During our last week we started heading back North, towards home. We made two stops. The first one was in our next home place. We discovered the cutest village in the middle of the Corbières Massif at the foot of the Pyrenees. Not only is the place gorgeous but he inhabitants (permanent or holiday house owners) were incredible. We got along so well that leaving was heartbreaking. So we hope something to sell, that suits us, will come up so we can establish our family home over there. From there we roamed around and climbed to some of the so-called "vertigo Citadels" of Queribus and Peyrepertuse, we enjoyed lunch in a medieval restaurant (no forks !!!) and followed an inspired guide in the impressive Fontfroide monastery.
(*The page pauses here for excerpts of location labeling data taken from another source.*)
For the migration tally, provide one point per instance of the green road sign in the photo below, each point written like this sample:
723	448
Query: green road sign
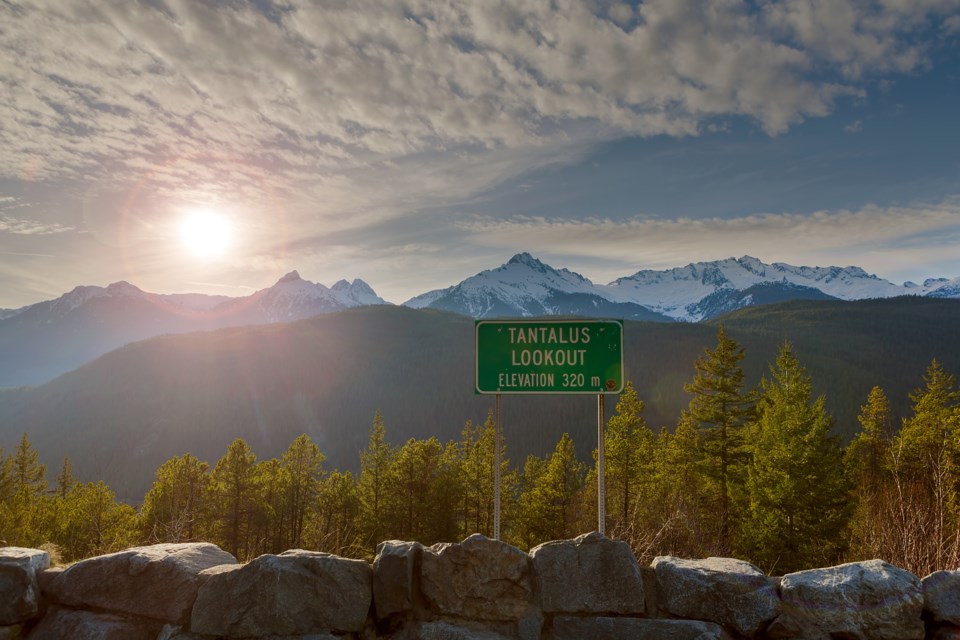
549	356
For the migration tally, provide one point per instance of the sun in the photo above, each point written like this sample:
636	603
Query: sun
205	233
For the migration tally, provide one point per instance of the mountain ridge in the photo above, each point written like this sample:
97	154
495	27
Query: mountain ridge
125	413
524	285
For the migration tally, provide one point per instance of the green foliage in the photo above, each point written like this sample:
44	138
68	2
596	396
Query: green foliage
89	521
547	508
303	463
719	410
797	493
172	509
629	460
767	485
373	487
234	491
925	476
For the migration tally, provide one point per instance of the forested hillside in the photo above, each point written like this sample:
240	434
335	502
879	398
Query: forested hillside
125	414
750	473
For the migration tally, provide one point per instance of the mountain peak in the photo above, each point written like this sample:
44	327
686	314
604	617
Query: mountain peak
293	276
525	258
123	288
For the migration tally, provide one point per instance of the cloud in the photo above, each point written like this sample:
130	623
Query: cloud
320	101
888	240
21	226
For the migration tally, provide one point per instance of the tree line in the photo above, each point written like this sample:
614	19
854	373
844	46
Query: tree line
751	473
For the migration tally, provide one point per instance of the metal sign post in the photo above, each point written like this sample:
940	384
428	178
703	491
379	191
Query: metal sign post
549	356
601	473
496	475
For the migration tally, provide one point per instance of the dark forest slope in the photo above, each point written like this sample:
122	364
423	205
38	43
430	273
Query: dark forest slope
124	414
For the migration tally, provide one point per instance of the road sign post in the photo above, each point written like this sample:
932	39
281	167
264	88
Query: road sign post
550	356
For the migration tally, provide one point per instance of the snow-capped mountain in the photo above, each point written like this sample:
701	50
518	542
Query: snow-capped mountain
686	293
525	287
46	339
293	298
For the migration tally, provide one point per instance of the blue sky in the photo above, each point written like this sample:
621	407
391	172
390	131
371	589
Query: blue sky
415	143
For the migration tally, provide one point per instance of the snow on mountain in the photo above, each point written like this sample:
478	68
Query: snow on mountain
293	298
943	288
46	339
680	292
524	287
199	302
358	292
424	300
521	287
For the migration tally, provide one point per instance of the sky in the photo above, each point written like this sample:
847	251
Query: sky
414	143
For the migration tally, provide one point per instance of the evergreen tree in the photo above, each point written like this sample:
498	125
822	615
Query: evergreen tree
720	410
477	453
65	479
549	503
235	494
796	485
925	473
376	462
173	508
270	519
92	522
867	465
6	498
679	531
413	481
29	484
303	462
334	529
629	446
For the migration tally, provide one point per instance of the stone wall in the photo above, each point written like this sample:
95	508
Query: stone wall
590	588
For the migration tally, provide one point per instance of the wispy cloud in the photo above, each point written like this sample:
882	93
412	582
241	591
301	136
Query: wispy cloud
888	240
323	101
21	226
854	127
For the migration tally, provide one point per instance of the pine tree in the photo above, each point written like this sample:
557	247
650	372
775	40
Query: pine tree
678	531
303	462
65	479
796	486
867	465
334	529
926	475
173	508
629	446
720	410
413	479
235	496
29	486
477	452
94	523
372	486
549	503
6	498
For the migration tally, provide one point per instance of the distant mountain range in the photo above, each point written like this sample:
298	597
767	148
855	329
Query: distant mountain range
122	415
525	286
47	339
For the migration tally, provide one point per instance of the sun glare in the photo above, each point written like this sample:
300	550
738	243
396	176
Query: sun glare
205	233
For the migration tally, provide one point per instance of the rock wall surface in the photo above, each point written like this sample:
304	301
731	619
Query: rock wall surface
589	588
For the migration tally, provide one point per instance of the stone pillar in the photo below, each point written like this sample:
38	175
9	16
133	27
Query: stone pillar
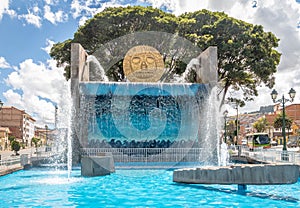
208	70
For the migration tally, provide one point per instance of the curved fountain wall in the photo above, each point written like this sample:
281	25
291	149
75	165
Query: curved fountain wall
142	114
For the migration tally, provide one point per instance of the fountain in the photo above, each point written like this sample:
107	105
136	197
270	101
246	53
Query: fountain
149	110
145	119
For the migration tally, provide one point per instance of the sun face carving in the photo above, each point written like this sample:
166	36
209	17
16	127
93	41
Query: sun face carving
143	64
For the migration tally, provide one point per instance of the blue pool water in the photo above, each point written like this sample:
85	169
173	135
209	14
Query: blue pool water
133	188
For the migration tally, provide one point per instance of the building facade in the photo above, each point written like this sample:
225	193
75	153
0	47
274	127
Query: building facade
20	124
4	141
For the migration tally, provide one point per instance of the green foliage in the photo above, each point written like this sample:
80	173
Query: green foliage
11	138
261	124
279	124
15	146
246	54
36	141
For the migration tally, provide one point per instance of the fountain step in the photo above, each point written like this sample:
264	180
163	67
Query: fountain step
247	174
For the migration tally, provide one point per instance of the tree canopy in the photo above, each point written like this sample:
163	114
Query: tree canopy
261	124
278	122
247	56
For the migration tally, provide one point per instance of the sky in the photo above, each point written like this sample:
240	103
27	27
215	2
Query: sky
31	81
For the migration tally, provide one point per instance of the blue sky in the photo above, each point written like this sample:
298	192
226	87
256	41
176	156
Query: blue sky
30	80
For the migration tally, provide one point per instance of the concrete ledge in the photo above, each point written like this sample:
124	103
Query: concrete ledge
97	165
247	174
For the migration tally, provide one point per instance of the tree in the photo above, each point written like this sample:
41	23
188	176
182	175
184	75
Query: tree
111	24
261	124
246	53
15	146
278	122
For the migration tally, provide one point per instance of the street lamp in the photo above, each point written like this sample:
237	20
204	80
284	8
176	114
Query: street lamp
46	127
225	124
292	94
1	105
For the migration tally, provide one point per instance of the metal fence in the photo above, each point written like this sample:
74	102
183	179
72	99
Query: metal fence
273	155
147	154
10	161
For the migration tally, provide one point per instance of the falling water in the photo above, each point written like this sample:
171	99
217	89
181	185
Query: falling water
64	126
213	153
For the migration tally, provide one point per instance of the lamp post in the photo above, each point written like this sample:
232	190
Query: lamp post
225	124
1	105
292	94
46	127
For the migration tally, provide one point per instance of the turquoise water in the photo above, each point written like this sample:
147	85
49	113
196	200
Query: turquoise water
133	188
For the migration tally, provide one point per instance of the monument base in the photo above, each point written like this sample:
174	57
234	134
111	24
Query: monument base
246	174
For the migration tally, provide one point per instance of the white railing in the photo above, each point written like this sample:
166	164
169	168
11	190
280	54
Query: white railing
10	161
273	155
147	154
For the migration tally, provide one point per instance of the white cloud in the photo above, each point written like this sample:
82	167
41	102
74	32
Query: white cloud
278	17
58	16
37	88
49	44
3	63
31	18
4	4
88	8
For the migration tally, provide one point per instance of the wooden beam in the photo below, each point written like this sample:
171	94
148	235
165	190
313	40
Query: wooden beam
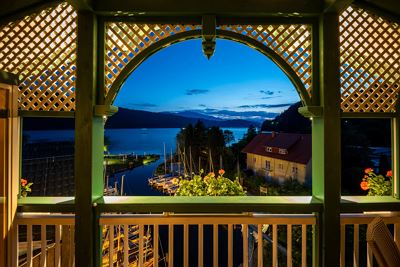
81	5
336	5
89	141
326	152
231	7
12	10
389	14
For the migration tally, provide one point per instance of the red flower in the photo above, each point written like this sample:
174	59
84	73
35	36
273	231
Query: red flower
368	170
364	185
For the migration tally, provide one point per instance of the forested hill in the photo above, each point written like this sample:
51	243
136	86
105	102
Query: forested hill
127	118
289	121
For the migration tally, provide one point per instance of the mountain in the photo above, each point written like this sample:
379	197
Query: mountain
289	121
128	118
194	114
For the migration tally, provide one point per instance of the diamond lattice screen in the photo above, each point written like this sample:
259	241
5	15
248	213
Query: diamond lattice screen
41	48
369	62
290	42
124	41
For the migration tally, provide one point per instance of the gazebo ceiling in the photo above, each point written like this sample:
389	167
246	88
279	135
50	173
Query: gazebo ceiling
223	7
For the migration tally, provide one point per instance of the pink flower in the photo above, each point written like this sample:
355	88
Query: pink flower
368	170
364	185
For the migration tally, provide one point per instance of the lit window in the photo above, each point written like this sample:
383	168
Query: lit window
267	165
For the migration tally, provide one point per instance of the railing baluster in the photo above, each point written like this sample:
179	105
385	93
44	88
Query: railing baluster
370	257
245	233
304	245
15	244
397	234
185	245
57	253
230	245
259	246
29	248
171	245
274	245
289	259
43	245
155	245
141	244
355	246
201	245
126	245
111	246
215	245
72	245
342	244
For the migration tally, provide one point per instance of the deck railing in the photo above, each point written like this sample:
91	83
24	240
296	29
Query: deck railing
353	233
184	238
44	239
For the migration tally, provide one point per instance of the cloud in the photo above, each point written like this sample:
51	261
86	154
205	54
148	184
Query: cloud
196	91
143	105
267	92
267	105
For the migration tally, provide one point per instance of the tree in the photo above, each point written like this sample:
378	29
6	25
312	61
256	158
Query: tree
210	185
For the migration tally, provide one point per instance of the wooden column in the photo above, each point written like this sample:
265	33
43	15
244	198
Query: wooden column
326	143
396	155
9	166
89	135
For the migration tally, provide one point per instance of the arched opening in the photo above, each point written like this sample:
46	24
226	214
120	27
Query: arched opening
164	87
223	34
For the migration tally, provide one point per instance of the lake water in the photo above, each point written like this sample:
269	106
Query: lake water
137	141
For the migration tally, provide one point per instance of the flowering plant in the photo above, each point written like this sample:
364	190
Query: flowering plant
210	185
377	184
25	187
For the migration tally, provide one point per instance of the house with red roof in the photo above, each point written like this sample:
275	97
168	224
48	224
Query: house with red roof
280	156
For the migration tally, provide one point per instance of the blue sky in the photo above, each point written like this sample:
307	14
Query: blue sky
237	82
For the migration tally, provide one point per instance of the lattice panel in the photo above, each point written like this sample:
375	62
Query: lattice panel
291	42
124	41
41	48
369	62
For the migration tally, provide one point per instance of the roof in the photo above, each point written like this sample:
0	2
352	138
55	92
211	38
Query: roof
298	146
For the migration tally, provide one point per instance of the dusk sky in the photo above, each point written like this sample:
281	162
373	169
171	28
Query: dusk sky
237	82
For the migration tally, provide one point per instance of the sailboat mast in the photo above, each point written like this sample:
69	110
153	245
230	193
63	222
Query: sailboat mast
190	162
184	161
165	161
171	163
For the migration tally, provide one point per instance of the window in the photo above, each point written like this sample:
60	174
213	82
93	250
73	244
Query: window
282	151
268	165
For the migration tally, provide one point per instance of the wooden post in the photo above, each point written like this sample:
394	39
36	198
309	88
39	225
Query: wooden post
89	140
326	144
9	167
396	155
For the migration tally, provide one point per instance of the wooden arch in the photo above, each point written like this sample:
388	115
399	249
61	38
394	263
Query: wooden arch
193	34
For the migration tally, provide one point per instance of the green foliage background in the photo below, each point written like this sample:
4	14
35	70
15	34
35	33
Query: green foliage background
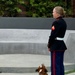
33	8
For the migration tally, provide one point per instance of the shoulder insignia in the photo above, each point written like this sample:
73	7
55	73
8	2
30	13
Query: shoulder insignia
53	28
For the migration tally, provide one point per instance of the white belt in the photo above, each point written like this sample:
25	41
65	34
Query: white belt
57	38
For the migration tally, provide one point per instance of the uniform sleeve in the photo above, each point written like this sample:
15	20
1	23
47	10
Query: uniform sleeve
54	32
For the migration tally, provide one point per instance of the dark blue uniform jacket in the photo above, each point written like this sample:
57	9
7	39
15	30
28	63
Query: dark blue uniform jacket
58	29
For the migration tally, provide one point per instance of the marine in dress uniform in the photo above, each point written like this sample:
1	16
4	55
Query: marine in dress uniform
57	46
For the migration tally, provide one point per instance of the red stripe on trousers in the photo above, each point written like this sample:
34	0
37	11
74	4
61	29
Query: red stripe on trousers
54	69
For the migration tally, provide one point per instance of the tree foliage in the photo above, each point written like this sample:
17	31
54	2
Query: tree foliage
33	8
10	7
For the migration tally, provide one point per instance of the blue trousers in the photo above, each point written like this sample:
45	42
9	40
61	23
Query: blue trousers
57	59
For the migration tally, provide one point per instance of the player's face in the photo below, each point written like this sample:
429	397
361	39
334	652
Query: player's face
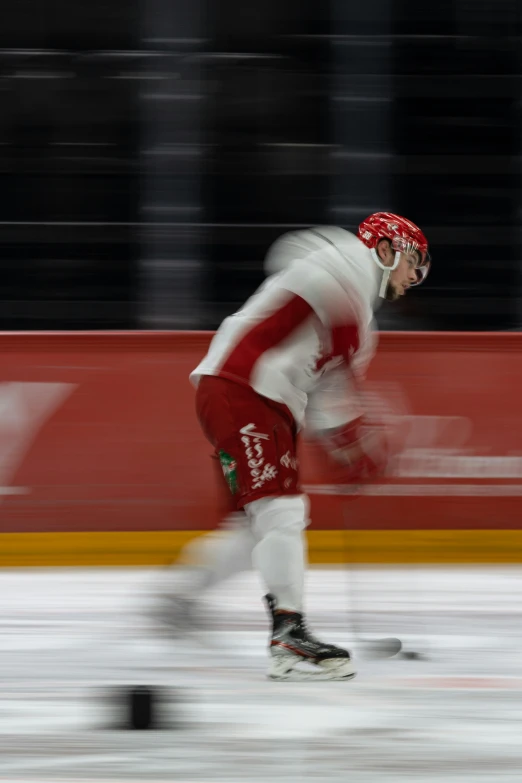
402	277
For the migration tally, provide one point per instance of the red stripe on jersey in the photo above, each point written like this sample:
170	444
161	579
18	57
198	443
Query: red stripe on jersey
265	335
345	341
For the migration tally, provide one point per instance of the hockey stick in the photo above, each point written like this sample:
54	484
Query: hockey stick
386	647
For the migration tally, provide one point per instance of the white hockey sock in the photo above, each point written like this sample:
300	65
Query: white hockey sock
280	556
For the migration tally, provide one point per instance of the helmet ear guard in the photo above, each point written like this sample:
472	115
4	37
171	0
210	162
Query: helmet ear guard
404	237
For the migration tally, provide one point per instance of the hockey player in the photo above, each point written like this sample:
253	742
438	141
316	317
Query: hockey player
292	358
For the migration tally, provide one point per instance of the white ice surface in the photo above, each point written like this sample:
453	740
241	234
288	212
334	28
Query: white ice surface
70	638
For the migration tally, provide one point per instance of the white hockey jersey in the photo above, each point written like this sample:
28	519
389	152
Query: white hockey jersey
307	331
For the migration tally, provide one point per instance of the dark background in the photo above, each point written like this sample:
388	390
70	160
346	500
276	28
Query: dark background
151	151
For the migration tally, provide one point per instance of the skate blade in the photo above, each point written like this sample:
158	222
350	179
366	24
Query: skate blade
301	671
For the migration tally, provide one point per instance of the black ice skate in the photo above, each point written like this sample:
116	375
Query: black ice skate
291	645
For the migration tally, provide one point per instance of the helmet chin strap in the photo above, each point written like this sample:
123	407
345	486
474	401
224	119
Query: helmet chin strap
386	270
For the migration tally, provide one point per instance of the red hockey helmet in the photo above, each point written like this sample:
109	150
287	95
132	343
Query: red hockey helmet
404	236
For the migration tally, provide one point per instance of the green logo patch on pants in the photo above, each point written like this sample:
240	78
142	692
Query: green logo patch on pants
229	466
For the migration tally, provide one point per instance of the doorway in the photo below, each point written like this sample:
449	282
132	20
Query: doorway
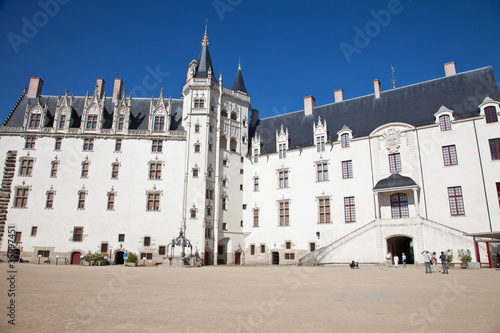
75	258
275	258
399	245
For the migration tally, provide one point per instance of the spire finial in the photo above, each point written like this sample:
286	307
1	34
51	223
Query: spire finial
205	37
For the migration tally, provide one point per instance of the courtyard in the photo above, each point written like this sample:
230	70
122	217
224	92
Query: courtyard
69	298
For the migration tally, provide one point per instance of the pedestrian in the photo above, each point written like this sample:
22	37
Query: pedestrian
443	262
434	262
427	261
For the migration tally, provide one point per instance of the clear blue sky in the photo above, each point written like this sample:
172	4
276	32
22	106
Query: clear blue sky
288	49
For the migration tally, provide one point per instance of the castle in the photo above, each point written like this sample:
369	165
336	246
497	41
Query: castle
401	170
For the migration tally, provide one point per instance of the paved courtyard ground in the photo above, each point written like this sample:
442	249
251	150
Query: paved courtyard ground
50	298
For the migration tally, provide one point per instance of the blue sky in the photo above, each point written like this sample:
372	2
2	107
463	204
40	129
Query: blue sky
288	49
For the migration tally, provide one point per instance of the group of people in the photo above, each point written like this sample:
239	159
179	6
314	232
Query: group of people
389	259
431	260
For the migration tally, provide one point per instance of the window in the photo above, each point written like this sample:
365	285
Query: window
26	168
395	163
58	144
155	170
255	217
88	144
450	155
444	123
121	123
111	201
320	143
159	124
349	209
322	171
399	206
62	121
324	210
77	234
35	120
490	113
495	149
92	122
49	202
347	169
284	213
199	103
283	178
85	169
153	202
115	167
157	146
456	201
118	145
81	199
282	150
30	143
345	141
Before arriving in the Cathar country we had made a pause at Tautavel where a lovely guide explained to us how the prehistoric cave had been discovered and what it revealed of this long gone cousin of us humans. So we had decided to continue on this prehistoric trail while driving back north and this was our last stop. We spent two days in the area of the Lascaux cave which we visited during a private tour. The entire cave was recreated identically to the first and the rendering is astonishing. We spent two hours there admiring the mural paintings and listening to another fascinating guide.

The other visits we made were also nice (castle of Villerouge-Terménés and the castle of Hautefort). We wanted to spend some time in Rocamadour, one of the prettiest places in France, but the temperature was so high it was impossible to stay under the sun. So we saw it from a high point on the restaurant's terrace and we will go back another time.

Our road trip ended on a humbling visit to the martyr town of Oradour-sur-Glane where the German Das Reich Division exterminated 642 civilians. The place has never been reoccupied since and one just walks around the ruined streets and houses where scattered burned objects (cars, sewing machines, tables ...) lie around. It was a very solemn way to end our holiday but also an accurate transition to the next little trip we made two weeks later.